Outro experimento especificamente dentro do game-based learning aconteceu nas oficinas desse ano. Criei um jogo de tabuleiro no estilo Scotland Yard, cada lugar no tabuleiro era uma iniciativa inovadora na educação: a Quest to Learn, o Projeto Gente, o Instituto Christensen, etc. Ao entrar nos lugares, os jogadores recebiam uma pergunta e pistas. Tinham que pesquisar as respostas na internet. Esse jogo tem dado muito certo, embora estivesse muito difícil no início. Fiz modificações e agora está melhor.
P’n’B – O curso é pago? Como cobrar um valor justo para um projeto dessa ordem sem que o custo seja elevado para o bolso dos interessados?
NM – O curso é pago, temos muitas contas para pagar (risos). A versão online está com o valor bem acessível, na minha opinião. A versão híbrida, com encontros presenciais, precisa ter um valor maior, devido ao custo do aluguel do espaço.
Acredito que o fato da maioria dos MOOCs serem gratuitos tem contribuído para a falta de engajamento e interesse dos alunos em terminar cursos dessa natureza. O problema é justamente esse formato – o curso é desvalorizado. Veja o caso do Veduca: de 15.000 inscritos no primeiro grande curso online da América Latina, só 5 terminaram.

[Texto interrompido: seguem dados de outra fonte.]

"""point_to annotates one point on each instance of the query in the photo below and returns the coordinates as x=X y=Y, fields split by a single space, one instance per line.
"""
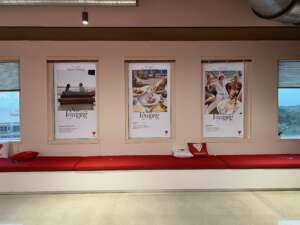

P’n’B – Então, faça seu convite aos potenciais interessados no curso, Nilton:
NM – A utilização da tecnologia na educação, quando ocorre, é feita geralmente de forma expositiva e unilateral, sem inovação das práticas educativas. Além disso, a maioria das pessoas desconhece o potencial motivacional do uso de elementos dos games em outros âmbitos. O objetivo do curso é apresentar aos participantes o que há de melhor nos jogos e na aprendizagem híbrida, para que eles possam aplicar esses conhecimentos em suas próprias realidades e públicos. A gamificação da aprendizagem pode ser aplicada a todas as idades.
O projeto conta com a expertise dos profissionais Guilherme Solinscky, gestor de tecnologia e sócio, Carolina Rossi (comunicação), Julian Nunes (programador), Marcela Carpes (consultora RH), Maich Bernardes, investidor do projeto e o próprio professor Nilton Machado.
O curso acontece entre os dias 25 de gosto a 27 de setembro, com previsão de três encontros presenciais de 3 horas e meia, nos dias 30 de agosto, 13 e 20 de setembro, no Instituto Mackenzie de Campinas, para os alunos inscritos online.